What is Osteoporosis?

What is Osteoporosis?What is Osteoporosis?: We can define osteoporosis as a disease that mainly affects the bones. People who suffer this disease lose bone tissue (bone mass), so that the bone becomes more porous, with more air inside. Besides, osteoporosis has the potential to change the normal structure of the bone. It augments the number and size of the cavities or cells that lie inside of it. As a consequence, the bones become more fragile so they resist the blows worse and they break with ease.

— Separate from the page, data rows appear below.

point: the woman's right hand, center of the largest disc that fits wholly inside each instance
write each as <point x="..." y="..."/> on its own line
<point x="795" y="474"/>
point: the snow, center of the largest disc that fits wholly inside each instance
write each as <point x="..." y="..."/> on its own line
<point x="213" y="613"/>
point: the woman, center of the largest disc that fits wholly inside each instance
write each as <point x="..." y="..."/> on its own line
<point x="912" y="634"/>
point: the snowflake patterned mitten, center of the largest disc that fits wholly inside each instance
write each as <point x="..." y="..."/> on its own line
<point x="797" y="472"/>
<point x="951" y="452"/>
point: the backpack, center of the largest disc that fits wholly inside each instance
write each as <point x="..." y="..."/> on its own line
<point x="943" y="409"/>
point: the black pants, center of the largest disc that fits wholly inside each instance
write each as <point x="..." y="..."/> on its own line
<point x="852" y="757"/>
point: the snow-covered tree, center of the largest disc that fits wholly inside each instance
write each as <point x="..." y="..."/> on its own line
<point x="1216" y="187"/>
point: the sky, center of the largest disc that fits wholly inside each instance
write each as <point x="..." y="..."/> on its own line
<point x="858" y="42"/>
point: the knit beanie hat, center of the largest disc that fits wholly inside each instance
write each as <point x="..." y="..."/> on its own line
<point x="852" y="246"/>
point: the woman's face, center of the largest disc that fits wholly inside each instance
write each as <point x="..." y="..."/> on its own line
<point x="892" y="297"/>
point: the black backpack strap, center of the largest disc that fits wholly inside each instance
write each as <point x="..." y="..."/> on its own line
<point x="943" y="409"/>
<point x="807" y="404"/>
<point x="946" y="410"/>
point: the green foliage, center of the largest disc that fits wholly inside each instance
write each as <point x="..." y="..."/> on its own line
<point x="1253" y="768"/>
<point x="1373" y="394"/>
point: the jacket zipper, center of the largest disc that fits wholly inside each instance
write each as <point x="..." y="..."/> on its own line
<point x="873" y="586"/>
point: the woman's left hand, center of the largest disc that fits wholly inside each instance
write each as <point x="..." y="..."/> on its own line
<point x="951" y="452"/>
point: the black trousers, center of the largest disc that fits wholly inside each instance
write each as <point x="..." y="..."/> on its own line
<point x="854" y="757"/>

This pathology is asymptomatic and can go unnoticed for many years until it finally manifests with a fracture.

 

Related article: What are the symptoms of osteoporosis?

 

How frequent is osteoporosis?

The prevalence of this disease increases with age and is more common in women, particularly postmenopausal women. About 20% of women who are between 50 and 84 years old suffer from osteoporosis.

It is worth mentioning that men can also get osteoporosis, especially if they are old.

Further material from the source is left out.